In the context of group 1, I raised comprehensive sickness insurance. The Minister said that the Government would use their discretion in deciding whether the absence of CSI in the past would bar a person from getting UK citizenship. I know that this will come up again in a later group. However, it is important to note that the UK is regarded by the European Commission as being in breach of EU law by insisting on the term “comprehensive sickness insurance” as it is in the 2004 citizens’ rights and freedom of movement directive. The Commission insists, as indeed MEPs did at the time, that this means only that relevant persons should have access to whatever the health system is locally, so the Government’s insistence that they should pay for private health insurance is, as I understand it, the subject of ongoing infringement proceedings.
In 2017, Prime Minister Theresa May promised EU citizens that the CSI—I prefer to call it private health insurance because that is what we are talking about—for those who had been economically inactive would be dropped as a requirement for settled status under the new system. However, what is happening now is that those people applying for citizenship are at risk of having their applications refused because in the past they did not have private health insurance, even though they had been told that they did not need it for their settled status application. When they apply for citizenship, they are told that retroactively they will be barred if they did not have private health insurance in the past. This feels like moving the goalposts, playing cat and mouse and so on, and the Government will not make any friends by this. The Minister referred to a power of discretion, but I do not believe that any details have been made known about how that would be applied, so that leaves people in the dark and in a state of anxiety.
I should mention also that Article 10 of the withdrawal agreement states that those covered by the citizens’ rights provisions of the agreement include
“Union citizens who exercised their right to reside in the United Kingdom in accordance with Union law”.
Union law—that is, EU law—means that the ability to use the NHS qualifies as “comprehensive sickness insurance”; that is the view of the European Commission, which as I say is following infringement proceedings. If the Government persist with this, I fear that they will come up against problems under the withdrawal agreement and there is a risk that they would be seen to be acting in bad faith.
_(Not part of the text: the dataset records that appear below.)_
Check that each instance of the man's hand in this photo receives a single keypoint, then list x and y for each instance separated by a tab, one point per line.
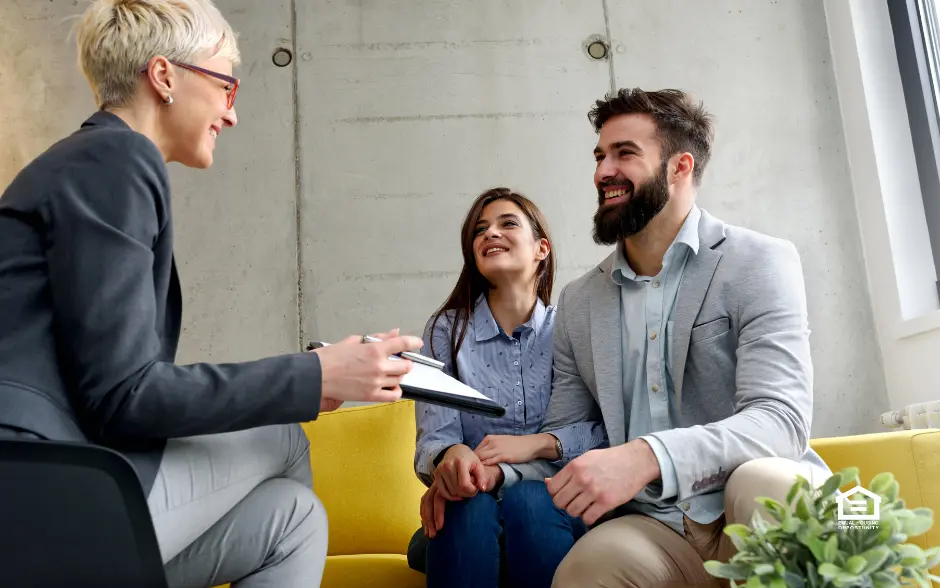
352	370
433	504
496	449
603	479
460	473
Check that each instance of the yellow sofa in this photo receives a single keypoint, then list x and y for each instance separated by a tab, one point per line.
362	467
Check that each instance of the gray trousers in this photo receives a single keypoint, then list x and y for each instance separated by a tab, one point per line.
239	508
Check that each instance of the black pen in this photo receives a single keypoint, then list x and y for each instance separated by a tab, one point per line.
415	357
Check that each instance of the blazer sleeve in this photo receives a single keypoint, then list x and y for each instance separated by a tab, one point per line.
102	225
773	402
572	410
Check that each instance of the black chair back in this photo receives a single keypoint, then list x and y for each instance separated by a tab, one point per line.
73	515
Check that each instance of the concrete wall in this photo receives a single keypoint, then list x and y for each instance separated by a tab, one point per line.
406	111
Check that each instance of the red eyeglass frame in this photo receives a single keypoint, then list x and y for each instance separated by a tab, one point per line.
231	80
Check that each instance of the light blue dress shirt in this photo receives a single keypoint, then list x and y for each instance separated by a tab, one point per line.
646	309
513	370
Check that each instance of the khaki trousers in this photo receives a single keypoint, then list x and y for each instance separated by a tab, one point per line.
637	551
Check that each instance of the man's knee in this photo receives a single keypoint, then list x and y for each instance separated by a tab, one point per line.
303	523
770	477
The amendments in this group therefore insist that the Government must abide by the withdrawal agreement in making regulations under both Clause 4 and Clause 5, and that should include doing away with the retrospective demand. I hope that the Minister will be able to give us some reassurance on that point.
A great deal of justified concern has also been expressed about children either in or leaving care. I do not have time to talk about this now because it will come up again at least in part in a later group, but it is a matter of great concern. Local authorities, even with the best will in the world, have found over the past six months with the challenge of Covid that they have not had or have not applied the resources to assist children who ought to be applying under the settlement scheme. They are finding it very difficult to get the evidence together, so I hope that the Government can give some reassurance about the assistance that they will be given. We will also talk later about the dangers of another Windrush.